“Sürdürülebilir Kalkınma İçin Aktif Sivil Toplum” projesi tamamlandı
DOÇEV DEĞİŞİKLİK ÖNERDİ
Doğa ve Çevre Vakfı’nın (DOÇEV), CO-SEED Programı ve WWF-Türkiye (Doğal Hayatı Koruma Vakfı) katkılarıyla, Pamukkale Üniversitesi Çevre Mühendisliği Bölümü ve Çevre Mühendisleri Odası Denizli Temsilciliği işbirliğiyle sürdürdüğü “Sürdürülebilir Kalkınma İçin Aktif Sivil Toplum” projesi tamamlandı. ÇED-Çevresel Etki Değerlendirmesi uygulamalarında sivil toplum kuruluşlarının kapasitelerini artırmayı hedefleyen projenin faaliyetleri, DOÇEV Yönetim Kurulu Başkan Yardımcısı Ercüment Erdem ve DOÇEV Müdürü Bahtiyar Aksoy tarafından düzenlenen basın toplantısı ile kamuoyu ile paylaşıldı. İki yıl süren proje kapsamında; Güzelpınar Kalker Ocağı Genişletme ve Kızıldere-V Jeotermal Elektrik Santrali projelerinin ÇED sürecine iştirak edilerek yerel halkın görüşlerini tespit etmek amacıyla anket çalışması ve saha araştırması yapıldı. Elde edilen veriler, halkın katılımı toplantılarında katılımcılara aktarıldı.

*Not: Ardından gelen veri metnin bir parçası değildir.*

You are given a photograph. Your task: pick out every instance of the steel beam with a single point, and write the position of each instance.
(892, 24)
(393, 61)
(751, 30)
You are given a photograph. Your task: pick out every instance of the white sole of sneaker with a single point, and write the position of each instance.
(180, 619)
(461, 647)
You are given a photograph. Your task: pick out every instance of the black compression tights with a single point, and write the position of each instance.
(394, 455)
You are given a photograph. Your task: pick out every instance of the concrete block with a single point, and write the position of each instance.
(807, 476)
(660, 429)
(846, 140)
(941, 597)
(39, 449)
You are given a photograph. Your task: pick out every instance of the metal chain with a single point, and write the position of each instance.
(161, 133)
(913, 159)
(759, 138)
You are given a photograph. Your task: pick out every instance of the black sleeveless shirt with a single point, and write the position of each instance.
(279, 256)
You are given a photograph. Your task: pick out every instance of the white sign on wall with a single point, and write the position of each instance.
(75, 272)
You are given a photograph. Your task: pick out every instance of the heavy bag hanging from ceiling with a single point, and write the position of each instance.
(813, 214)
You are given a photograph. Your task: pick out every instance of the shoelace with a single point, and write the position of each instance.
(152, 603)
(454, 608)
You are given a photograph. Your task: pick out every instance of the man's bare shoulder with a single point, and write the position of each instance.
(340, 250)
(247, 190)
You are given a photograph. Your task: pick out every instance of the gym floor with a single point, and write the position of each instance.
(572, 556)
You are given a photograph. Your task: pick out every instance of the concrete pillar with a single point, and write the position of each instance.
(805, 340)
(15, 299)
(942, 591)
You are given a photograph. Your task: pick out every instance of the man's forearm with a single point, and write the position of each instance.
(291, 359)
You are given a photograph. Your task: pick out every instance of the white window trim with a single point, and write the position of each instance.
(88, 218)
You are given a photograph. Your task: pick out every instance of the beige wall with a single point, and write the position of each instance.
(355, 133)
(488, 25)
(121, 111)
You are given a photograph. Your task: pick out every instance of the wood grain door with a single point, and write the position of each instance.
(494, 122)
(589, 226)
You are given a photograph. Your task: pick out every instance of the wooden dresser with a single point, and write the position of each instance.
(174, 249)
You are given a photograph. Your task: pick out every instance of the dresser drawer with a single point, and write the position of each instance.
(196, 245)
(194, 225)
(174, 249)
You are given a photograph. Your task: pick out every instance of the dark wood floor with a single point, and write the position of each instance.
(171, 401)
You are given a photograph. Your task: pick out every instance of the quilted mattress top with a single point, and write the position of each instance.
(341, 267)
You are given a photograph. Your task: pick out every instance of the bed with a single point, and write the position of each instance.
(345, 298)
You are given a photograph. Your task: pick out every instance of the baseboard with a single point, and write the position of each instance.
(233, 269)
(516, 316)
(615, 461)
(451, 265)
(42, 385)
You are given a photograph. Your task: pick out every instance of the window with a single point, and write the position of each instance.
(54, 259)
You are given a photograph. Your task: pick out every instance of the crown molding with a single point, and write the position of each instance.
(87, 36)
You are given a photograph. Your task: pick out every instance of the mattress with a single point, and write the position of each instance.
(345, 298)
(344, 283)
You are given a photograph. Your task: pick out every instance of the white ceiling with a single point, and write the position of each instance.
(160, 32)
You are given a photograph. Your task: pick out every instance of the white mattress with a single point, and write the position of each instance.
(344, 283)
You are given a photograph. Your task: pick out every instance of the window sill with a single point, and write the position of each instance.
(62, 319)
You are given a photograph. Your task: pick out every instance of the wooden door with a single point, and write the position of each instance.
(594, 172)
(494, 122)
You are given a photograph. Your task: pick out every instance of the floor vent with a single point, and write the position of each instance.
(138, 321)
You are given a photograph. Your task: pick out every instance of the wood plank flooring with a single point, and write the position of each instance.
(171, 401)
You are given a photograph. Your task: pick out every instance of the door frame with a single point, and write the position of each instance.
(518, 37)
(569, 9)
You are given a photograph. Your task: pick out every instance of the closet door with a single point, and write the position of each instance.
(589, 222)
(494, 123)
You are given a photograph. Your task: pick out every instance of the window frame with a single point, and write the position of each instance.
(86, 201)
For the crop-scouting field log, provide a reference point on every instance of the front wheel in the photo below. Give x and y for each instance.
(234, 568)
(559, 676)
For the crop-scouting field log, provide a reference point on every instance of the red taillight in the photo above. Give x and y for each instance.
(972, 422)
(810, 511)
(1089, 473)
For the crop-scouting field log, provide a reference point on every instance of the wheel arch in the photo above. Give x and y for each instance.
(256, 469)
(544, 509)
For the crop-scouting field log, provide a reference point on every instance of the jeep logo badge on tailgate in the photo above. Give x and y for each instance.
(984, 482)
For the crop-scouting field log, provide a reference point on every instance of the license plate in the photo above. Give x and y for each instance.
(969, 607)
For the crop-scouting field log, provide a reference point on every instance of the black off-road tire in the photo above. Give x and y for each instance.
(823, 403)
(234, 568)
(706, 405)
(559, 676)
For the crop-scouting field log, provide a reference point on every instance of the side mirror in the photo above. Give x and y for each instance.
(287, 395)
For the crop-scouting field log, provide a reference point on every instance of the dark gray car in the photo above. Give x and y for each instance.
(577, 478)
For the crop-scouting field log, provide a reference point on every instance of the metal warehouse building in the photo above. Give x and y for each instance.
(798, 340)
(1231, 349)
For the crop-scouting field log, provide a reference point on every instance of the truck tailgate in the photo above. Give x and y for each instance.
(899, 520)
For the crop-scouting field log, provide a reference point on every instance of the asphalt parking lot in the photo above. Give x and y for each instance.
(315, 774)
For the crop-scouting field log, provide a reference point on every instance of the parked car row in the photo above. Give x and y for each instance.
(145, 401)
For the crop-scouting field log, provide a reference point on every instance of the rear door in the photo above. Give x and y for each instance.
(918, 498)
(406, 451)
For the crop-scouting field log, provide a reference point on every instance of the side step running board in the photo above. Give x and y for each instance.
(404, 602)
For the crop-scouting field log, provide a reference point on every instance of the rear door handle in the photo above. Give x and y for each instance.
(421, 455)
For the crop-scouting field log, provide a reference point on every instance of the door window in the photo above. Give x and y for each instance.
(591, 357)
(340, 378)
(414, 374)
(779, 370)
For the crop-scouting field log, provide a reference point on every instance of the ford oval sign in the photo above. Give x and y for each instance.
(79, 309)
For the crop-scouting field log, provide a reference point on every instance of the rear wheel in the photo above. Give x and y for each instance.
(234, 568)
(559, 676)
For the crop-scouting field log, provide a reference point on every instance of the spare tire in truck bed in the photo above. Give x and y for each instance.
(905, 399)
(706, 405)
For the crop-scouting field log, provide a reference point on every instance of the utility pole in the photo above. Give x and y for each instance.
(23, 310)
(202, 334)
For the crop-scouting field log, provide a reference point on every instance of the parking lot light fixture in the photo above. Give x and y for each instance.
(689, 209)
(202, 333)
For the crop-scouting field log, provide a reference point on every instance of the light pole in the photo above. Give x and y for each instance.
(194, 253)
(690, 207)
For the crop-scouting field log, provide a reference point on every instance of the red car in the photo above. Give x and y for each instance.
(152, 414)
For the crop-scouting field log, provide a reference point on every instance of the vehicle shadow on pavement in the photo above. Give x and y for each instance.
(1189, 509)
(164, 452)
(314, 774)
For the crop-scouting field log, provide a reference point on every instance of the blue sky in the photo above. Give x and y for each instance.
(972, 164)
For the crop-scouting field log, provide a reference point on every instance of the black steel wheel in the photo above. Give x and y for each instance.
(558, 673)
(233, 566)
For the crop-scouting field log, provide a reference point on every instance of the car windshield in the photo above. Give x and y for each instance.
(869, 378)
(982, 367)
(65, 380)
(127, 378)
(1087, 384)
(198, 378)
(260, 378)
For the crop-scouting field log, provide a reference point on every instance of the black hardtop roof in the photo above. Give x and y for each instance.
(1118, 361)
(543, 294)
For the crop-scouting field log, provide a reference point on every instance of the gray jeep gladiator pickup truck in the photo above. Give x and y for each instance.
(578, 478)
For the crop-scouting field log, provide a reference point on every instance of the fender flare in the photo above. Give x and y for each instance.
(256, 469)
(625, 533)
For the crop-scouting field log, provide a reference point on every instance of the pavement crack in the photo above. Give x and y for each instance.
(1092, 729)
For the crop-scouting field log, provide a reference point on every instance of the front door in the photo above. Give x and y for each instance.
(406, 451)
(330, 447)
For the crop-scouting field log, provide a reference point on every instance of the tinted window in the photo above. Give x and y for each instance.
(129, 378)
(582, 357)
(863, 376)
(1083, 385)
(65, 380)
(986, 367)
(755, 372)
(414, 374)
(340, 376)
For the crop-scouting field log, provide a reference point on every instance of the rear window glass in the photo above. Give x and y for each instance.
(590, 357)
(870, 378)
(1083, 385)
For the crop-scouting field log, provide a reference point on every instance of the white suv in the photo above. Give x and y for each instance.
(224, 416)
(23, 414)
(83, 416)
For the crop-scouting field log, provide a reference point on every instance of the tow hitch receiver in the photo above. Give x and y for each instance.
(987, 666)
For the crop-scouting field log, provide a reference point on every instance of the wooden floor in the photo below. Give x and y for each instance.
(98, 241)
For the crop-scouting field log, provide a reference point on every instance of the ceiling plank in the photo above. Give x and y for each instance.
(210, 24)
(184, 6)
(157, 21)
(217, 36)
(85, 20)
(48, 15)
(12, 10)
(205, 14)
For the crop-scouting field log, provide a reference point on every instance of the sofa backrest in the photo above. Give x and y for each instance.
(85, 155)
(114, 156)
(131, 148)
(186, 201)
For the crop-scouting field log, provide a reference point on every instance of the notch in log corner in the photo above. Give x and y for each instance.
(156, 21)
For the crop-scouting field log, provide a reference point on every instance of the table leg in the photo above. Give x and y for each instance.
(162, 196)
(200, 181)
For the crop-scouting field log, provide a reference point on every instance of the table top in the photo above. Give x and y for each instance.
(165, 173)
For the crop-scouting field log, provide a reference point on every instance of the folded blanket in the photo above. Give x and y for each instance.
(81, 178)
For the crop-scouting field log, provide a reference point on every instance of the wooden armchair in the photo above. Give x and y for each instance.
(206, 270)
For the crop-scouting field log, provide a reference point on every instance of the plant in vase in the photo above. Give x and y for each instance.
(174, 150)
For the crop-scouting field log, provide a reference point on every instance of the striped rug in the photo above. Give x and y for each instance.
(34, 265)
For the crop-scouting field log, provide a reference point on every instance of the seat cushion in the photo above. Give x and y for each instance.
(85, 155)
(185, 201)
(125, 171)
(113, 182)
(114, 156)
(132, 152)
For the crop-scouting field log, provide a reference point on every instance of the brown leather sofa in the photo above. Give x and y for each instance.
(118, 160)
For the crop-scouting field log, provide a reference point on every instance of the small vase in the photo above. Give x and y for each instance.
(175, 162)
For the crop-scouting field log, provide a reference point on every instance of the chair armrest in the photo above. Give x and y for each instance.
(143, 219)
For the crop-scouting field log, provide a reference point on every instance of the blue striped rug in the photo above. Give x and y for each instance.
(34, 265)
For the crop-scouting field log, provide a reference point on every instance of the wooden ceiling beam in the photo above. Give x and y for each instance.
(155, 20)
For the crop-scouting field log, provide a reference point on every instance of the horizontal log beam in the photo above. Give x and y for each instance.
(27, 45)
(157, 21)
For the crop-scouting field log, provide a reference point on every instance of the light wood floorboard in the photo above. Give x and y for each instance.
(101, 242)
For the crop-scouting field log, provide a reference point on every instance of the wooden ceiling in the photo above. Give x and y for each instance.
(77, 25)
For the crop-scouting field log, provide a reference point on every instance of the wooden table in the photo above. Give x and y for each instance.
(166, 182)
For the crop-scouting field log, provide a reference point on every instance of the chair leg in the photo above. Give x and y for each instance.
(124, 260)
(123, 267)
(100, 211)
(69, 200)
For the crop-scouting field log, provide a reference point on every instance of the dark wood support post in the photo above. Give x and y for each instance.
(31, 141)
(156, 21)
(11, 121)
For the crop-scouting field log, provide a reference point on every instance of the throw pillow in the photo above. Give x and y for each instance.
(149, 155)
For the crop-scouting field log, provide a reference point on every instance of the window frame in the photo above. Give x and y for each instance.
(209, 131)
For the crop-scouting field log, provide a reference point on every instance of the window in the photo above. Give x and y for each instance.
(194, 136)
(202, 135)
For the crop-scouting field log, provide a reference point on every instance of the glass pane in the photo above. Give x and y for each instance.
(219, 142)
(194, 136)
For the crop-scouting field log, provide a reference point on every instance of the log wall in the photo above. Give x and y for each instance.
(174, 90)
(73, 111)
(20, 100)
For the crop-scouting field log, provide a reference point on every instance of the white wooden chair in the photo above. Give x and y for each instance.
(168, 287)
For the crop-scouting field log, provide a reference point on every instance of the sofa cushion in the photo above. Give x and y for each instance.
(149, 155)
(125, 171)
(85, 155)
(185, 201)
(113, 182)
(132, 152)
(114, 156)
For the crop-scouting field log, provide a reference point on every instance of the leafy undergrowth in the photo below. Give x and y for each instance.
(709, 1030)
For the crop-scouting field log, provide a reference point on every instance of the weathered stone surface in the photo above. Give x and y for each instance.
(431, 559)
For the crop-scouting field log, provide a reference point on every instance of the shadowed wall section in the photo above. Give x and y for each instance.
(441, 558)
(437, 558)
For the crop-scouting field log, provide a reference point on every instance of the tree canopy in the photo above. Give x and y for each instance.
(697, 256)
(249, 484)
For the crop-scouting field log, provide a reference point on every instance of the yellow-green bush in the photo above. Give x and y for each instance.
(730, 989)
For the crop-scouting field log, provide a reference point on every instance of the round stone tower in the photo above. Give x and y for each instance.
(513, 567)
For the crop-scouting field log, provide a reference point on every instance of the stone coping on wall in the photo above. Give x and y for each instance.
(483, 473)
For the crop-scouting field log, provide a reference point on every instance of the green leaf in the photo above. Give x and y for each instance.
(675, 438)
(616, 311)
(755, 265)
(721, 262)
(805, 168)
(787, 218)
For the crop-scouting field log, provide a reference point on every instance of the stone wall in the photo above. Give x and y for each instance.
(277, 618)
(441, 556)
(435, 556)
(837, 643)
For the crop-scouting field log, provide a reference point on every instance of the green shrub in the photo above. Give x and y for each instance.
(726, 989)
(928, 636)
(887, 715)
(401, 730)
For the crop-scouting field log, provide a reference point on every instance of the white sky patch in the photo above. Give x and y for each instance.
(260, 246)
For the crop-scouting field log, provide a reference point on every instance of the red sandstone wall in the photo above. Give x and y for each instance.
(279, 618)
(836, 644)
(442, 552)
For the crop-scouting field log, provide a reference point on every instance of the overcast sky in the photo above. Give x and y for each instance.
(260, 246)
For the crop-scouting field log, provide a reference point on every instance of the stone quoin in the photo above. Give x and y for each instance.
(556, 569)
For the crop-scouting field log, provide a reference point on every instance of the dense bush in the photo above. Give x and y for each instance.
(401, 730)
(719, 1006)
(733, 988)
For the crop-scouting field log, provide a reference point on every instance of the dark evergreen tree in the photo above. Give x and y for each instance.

1- Konya Selçuk Üniversitesi ve Pamukkale Üniversitesi Çevre Mühendisliği bölümlerinde konferanslar düzenlendi.
2- DEGİAD-Denizli Genç İşadamları Derneği’nde bilgilendirme toplantısı yapıldı.
3- Denizli Barosu ve Denizli Gazeteciler Cemiyeti üyelerine yönelik “ÇED Okuryazarlığı” etkinliği düzenlendi.
4- Aydın, Muğla, Uşak, Burdur ve Denizli’deki çevre alanında faaliyet gösteren sivil toplum kuruluşlarının katılımıyla “ÇED Uygulamaları ve Sivil Toplum Kuruluşları” konulu çalıştay düzenledi.
5- Arnavutluk, Sırbistan ve Karadağ ülkelerinde düzenlenen ÇED uygulamaları toplantılarına katılım sağlandı.
Proje sonunda, ÇED-Çevresel Etki Değerlendirmesi Yönetmeliği’nde değişiklik önerisi hazırlandı. Değişiklik öneri mektubu, başta ÇED Genel Müdürlüğü, Çevre Mühendisleri Odası, TBMM Çevre Komisyonu ve Kanunlar Genel Müdürlüğü olmak üzere elliye yakın kamu ve özel kuruma iletildi.
MEKTUPTA
Yatırım projelerinin yapılacağı bölgelerde yaşayan halkın, çeşitli nedenlerle proje dosyalarını değerlendiremediği ve halkın katılımı toplantılarında yatırımların olası çevresel etkilerini yeterince dile getiremediği vurgulanarak;
Çevresel Etki Değerlendirmesi Yönetmeliği’nin 8. Maddesinin “(7) Bakanlık, gerekli gördüğü hallerde, projenin konusu, türü ve proje için belirlenen yerin özelliklerini de dikkate alarak, üniversiteler, enstitüler, araştırma ve uzman kuruluşları, meslek odaları, sendikalar, birlikler, sivil toplum örgütlerinden temsilcileri de Komisyon toplantılarına üye olarak çağırabilir.” içeriğinin, sivil toplum kuruluşlarının komisyonlarda yer almasını “gerekli görülen hallere” indirgediği, Oysa sivil toplum kuruluşlarının, ÇED süreçlerine katılımları ve komisyonlarda asli üye olarak yer almalarının mevzuat kapsamına alınması ile ÇED süreçlerinin özellikle yerel halkın görüşlerinin tespiti ve halkın katılımı toplantılarında dile getirilmesinde daha etkin ve güçlü bir paydaş olabilecekleri öngörüldü.
Bu kapsamda ilgili maddenin “Bakanlık, projenin konusu, türü ve proje için belirlenen yerin özelliklerini de dikkate alarak, projenin ÇED sürecine katılma talebinde bulunan üniversiteler, enstitüler, araştırma ve uzman kuruluşları, meslek odaları, sendikalar, birlikler, sivil toplum örgütlerinden temsilcileri de Komisyon toplantılarına üye olarak çağırır.” olarak değiştirilmesi önerildi.